Christopher Benfey | |
Birth Place: | Merion, Pennsylvania, U.S. |
Occupation: | Professor |
Subject: | Emily Dickinson |
Notableworks: | Degas in New Orleans: Encounters in the Creole World of Kate Chopin and George Washington |
Christopher Benfey (born October 28, 1954) is an American literary critic and Emily Dickinson scholar. He is the Mellon Professor of English at Mount Holyoke College.
Benfey was born in Merion, Pennsylvania, but spent most of his childhood in Richmond, Indiana.[1] and attended The Putney School. His father was a German immigrant and his mother was from North Carolina.[1] He began his undergraduate studies at Earlham College, where his father, Otto Theodor Benfey, was a professor in the Chemistry department,[1] and completed his B.A. at Guilford College. Benfey holds a Ph.D. in Comparative Literature from Harvard University.

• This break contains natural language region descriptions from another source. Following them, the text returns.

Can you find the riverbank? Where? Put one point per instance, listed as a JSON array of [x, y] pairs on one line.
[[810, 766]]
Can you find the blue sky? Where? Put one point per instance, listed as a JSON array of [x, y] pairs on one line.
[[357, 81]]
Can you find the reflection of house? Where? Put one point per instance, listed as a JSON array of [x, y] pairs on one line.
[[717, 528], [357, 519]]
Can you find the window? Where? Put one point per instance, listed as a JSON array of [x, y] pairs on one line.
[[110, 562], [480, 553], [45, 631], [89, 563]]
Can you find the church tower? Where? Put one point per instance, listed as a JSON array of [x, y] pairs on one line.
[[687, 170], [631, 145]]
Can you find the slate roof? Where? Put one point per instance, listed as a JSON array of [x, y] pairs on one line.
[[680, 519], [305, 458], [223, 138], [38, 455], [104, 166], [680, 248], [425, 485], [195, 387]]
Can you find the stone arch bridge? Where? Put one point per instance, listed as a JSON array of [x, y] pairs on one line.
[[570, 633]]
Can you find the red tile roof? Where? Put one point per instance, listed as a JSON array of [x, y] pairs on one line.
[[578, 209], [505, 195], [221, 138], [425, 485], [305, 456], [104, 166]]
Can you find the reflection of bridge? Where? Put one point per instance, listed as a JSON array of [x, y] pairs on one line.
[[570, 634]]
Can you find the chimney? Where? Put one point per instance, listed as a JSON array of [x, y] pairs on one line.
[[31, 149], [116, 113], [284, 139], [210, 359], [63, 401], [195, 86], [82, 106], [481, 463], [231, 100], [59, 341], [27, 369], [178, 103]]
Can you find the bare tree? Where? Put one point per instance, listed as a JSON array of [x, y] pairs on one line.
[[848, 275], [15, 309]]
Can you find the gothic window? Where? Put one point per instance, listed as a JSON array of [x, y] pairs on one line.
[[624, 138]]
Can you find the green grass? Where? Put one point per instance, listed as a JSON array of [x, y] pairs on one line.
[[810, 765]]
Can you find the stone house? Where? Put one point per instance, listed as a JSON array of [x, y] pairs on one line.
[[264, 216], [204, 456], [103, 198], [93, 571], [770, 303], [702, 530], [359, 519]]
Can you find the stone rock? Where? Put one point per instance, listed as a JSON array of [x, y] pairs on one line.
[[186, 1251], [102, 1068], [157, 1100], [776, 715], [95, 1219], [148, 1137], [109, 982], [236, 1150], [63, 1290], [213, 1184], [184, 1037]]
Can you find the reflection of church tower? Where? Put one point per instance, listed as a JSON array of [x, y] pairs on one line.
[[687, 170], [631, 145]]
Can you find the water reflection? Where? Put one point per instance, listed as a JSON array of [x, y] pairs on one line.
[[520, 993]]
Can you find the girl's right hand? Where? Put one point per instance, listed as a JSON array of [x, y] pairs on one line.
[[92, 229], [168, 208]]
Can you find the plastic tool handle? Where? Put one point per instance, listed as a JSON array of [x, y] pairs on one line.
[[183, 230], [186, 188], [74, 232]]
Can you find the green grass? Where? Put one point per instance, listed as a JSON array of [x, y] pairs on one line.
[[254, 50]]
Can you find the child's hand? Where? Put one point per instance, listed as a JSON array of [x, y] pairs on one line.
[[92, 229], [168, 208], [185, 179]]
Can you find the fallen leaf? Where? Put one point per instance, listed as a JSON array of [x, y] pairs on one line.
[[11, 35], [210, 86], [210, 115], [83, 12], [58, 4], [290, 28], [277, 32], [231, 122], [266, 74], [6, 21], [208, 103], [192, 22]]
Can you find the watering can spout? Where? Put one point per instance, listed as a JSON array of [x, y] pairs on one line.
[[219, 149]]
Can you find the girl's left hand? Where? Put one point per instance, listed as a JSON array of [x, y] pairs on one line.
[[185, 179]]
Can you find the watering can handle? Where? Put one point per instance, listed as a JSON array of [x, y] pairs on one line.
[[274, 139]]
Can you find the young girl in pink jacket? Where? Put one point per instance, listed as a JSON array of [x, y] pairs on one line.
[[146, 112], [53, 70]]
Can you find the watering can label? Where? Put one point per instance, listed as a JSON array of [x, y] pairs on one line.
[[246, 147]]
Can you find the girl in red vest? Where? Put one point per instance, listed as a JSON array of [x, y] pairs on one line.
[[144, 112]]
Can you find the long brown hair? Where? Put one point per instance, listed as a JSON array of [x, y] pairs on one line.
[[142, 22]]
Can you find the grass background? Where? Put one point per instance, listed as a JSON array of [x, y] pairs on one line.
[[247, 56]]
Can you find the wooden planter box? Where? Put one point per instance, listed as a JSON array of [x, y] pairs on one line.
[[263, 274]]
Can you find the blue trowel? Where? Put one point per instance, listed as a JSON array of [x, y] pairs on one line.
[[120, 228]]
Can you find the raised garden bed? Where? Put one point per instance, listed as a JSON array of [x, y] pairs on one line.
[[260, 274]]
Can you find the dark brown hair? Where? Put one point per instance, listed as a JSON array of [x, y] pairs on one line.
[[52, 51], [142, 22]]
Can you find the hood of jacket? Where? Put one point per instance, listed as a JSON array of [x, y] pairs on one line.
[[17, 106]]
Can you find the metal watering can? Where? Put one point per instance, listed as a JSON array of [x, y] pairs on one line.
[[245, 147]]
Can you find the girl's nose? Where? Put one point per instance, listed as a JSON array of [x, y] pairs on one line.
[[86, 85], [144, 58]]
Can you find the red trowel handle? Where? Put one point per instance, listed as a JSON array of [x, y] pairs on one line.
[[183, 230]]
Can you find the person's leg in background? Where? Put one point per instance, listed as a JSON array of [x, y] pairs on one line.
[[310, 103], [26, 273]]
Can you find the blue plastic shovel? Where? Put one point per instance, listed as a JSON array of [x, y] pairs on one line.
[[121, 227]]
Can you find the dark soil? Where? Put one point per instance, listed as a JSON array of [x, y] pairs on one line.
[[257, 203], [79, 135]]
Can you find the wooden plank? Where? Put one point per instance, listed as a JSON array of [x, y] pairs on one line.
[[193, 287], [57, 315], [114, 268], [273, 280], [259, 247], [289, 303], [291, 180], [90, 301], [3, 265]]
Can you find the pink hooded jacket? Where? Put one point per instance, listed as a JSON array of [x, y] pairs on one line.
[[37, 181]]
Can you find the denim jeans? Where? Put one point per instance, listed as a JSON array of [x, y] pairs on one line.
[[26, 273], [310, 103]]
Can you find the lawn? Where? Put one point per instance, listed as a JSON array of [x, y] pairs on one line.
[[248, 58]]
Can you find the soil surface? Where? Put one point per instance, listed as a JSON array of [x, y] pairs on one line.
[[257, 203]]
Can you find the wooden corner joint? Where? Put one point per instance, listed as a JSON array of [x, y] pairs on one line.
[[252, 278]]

Benfey is a specialist in 19th and 20th century American literature. He is also an established essayist and critic who has been published in The Atlantic,[2] The New York Times Sunday Book Review, The New Republic, The New York Review of Books, and The Times Literary Supplement. He was an art critic for Slate.[3]
He is Andrew W. Mellon Professor of English.[4] He is a Guggenheim fellow,[5] as well as a fellow of the National Endowment for the Humanities.[5]